We recently made a trip back to see family (don’t worry, I know these are crazy times and all proper precautions were adhered to- and it was a necessary trip). I did come home with some treasures, including this rather cool find from an antique store.
This was someone’s scrapbook of needlework patterns from The Modern Priscilla magazine from the WWI era. The patterns in here range from 1915-1918. Many don’t have dates or months so I can’t properly attribute the patterns with certainty, but I’m sure that many of you will enjoy the fun needlework that’s included so I’m going to try to share some here on my blog from time to time.
It was obviously well used and much loved.
The inside is quite interesting. The pages were cropped to the right height, and the patterns are pasted on top of other pages which the original owner wasn’t interested in.
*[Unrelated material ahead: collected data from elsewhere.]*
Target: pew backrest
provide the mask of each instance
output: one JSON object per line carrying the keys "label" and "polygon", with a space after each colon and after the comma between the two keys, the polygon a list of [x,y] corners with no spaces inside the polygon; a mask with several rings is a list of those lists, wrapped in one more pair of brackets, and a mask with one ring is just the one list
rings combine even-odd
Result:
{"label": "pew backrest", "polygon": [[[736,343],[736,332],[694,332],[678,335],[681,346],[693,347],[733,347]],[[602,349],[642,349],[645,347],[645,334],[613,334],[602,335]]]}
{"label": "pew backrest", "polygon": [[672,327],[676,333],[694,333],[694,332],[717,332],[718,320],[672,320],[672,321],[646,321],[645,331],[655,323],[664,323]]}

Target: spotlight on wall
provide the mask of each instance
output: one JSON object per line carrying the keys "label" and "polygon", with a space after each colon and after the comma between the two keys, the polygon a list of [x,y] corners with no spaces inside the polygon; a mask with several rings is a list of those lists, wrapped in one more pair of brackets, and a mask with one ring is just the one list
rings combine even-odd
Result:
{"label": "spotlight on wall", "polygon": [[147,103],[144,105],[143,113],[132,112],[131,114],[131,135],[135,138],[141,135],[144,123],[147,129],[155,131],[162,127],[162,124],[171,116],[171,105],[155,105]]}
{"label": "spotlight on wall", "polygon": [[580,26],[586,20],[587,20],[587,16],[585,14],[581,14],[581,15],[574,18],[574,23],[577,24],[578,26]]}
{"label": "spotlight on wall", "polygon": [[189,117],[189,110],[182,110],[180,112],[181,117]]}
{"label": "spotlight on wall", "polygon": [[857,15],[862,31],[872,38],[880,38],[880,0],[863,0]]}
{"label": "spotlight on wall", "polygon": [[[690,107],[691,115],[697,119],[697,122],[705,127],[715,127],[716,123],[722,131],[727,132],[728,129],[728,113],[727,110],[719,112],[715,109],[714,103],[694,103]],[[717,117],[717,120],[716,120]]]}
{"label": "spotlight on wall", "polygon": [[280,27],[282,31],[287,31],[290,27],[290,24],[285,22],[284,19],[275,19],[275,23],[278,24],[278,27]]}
I admit I wish I could see the fashion pages! But this lady was much more interested in the needlework than the fashions.
So for today, I’ve got a lovely little page of camisoles or corset covers. My best guess is that these are from 1915, as the pages proceeding it are of that year, and later pages have a 1916 date.
If you do print this page out, keep in mind that the missing text at the bottom of the page is pasted up at the center of the top, covering the title of the article.
“A camisole that is dainty and practical made of crocheted lace and embroidered squares.” I love that the name of the makers are included! Gertrude, your camisole is nice.
“For wear under thin blouses. The fastening is under the arm where it does not show.”
CLEVER! If you’ve ever seen the very sheer chiffon blouses of this era, this trick makes total sense. No buttons to confuse the style lines. I don’t remember having ever run across this type of camisole before and it’s a great idea. The 1910s really were the era of endless underwear options.
This is the back of that same camisole. I love the detailing of the filet crochet that goes down the back. Keeping it interesting from front and back!
“The filling-in stitch is a feature of this nightgown yoke, showing a violet pattern.” I love the use of textures in this piece, mixing the type of lace techniques. I also think that yoke that goes across the shoulders is quite clever!
I hope you enjoy these little patterns- or, at very least, the options of decorative camisoles from the 19-teens. Remember, camisoles generally were more decorative than corset covers and were meant to be seen through the sheer blouses and semi-transparent dresses- so layer up those trims and embroideries and have FUN when creating your recreations.